O risco de “esquecer” a descarbonização
Uma das críticas apontadas ao MVC é que as empresas podem desacelerar o investimento na descarbonização da sua atividade, por exemplo, desinvestindo em processos produtivos mais verdes, por terem este novo instrumento à sua disposição que mitiga o seu impacto ambiental. “O risco existe e é mais profundo do que parece, não é apenas o risco de comprar neutralidade em vez de a construir, mas o de confundir contabilidade com transformação”, assinala Nuno Gaspar de Oliveira.

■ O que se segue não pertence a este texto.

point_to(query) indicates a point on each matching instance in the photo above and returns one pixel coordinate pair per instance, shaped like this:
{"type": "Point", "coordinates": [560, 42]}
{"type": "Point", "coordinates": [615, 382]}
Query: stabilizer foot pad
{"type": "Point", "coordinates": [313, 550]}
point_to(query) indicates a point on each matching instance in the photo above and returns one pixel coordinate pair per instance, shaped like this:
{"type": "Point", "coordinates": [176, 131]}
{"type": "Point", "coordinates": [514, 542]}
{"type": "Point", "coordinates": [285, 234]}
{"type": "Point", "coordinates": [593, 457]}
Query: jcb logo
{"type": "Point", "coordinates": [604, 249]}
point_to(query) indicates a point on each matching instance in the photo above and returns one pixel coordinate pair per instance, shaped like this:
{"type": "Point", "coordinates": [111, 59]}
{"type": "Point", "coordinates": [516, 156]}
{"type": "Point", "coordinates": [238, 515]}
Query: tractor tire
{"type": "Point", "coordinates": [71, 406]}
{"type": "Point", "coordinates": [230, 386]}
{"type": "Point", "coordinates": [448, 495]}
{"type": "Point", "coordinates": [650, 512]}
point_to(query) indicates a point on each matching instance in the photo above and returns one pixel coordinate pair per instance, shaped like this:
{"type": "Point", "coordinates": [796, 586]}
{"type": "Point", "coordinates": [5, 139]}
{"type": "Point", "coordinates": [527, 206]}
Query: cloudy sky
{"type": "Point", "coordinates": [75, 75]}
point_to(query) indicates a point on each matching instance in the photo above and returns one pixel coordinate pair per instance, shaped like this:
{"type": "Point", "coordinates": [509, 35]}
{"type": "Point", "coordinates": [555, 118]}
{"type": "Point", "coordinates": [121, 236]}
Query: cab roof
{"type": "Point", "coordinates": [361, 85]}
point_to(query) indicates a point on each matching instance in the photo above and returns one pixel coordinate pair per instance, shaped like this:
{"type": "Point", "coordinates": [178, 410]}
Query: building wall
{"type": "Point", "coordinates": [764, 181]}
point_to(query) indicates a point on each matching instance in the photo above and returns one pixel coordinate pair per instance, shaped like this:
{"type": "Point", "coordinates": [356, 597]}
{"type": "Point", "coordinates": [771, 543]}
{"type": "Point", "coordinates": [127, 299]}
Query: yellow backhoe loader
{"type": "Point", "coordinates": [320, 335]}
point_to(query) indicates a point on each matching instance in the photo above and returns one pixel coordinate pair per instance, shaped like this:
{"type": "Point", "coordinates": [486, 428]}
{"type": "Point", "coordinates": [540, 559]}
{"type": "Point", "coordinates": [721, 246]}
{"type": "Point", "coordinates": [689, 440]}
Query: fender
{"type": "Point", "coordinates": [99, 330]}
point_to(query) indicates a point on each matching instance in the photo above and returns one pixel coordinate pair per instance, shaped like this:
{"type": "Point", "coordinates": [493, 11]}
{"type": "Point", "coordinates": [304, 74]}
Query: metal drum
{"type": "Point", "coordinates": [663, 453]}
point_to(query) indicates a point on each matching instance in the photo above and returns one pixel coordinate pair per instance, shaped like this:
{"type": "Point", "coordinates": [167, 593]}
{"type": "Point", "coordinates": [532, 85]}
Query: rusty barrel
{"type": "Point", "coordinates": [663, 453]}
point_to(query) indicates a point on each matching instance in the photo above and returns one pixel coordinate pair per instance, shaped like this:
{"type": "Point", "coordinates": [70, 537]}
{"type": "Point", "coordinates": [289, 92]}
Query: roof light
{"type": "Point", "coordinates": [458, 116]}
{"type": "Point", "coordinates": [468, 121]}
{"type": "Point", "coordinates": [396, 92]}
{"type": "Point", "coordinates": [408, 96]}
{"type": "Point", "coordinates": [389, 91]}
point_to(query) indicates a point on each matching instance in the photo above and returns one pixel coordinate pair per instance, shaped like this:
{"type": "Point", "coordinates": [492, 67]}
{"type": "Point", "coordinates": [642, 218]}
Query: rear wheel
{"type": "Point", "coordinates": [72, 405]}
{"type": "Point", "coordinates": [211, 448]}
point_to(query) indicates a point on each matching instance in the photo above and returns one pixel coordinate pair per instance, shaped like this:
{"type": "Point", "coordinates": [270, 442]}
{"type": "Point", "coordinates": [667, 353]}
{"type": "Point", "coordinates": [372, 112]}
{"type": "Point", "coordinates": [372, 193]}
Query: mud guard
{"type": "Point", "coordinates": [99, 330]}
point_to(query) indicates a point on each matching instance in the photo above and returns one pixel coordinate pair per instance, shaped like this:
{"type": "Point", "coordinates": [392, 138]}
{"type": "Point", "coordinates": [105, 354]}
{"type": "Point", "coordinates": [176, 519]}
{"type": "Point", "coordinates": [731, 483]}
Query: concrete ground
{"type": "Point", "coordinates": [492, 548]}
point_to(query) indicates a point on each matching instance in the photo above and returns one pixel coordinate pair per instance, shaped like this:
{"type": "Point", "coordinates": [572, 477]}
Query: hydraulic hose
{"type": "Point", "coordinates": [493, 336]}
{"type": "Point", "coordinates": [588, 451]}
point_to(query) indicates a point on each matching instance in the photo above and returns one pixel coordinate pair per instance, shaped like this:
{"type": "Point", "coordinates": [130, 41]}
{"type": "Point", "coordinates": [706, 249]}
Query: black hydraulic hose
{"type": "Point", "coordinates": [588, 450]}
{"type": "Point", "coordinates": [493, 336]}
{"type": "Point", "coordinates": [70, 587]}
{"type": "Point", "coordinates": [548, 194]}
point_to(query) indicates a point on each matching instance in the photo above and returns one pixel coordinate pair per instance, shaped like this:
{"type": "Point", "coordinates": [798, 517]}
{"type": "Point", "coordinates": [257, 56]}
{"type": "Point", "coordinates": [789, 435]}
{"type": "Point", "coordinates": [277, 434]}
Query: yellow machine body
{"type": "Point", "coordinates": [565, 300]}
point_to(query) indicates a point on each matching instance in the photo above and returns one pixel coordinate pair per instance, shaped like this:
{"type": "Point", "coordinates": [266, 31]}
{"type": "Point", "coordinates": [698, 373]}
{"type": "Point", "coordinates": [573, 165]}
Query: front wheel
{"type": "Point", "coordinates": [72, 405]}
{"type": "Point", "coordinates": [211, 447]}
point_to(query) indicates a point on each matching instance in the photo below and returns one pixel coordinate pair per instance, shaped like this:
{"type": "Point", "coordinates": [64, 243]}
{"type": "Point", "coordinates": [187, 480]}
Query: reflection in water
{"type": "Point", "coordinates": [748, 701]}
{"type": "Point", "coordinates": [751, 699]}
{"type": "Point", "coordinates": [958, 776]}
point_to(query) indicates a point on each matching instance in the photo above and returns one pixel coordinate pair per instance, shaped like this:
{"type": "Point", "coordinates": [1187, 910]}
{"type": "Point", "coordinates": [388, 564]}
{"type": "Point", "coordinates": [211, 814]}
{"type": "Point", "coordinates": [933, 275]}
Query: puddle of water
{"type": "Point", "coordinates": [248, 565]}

O também biólogo alerta que “a descarbonização, quando reduzida a cálculo, perde o sentido sistémico, uma empresa pode compensar as suas emissões e continuar a destruir solos, fragmentar habitats ou degradar água, e isso significa que o seu impacto líquido continua negativo, mesmo que o balanço de CO₂ pareça neutro”. E destaca aqui o novo quadro europeu de Créditos de Natureza, “que vem reconhecer precisamente isso: que o clima não é um setor isolado, mas a expressão de um sistema vivo”, sublinha.
Recorde-se que o roteiro da Comissão Europeia para os Créditos da Natureza, lançado em julho de 2025, visa criar um sistema de créditos certificáveis que recompense ações concretas de proteção e restauração da natureza, como a regeneração de ecossistemas, a conservação de habitats e a gestão sustentável dos recursos naturais. Diferem do MVC porque este se foca principalmente na compensação de emissões de CO₂, enquanto que os Créditos de Natureza medem e valorizam resultados de biodiversidade e serviços do ecossistema. “A transição que agora se desenha é essencialmente conceptual, implica passarmos de uma economia que mede toneladas de carbono para uma que valoriza funções ecológicas e biodiversidade. Os Créditos de Natureza são apenas uma consequência desse raciocínio, a ideia não é substituir o mercado de carbono, mas completam-no, devolvendo-lhe profundidade ecológica e relevância social e impacto duradouro. Este movimento traz consigo uma mudança de métricas e de cultura organizacional, deixa de bastar ‘não fazer dano significativo’ e ‘compensar’; é preciso regenerar, restaurar, conservar, valorizar e partilhar. E é neste contexto social, económico e ecológico que a certificação de biodiversidade ganha relevância”, defende o CEO da NBI.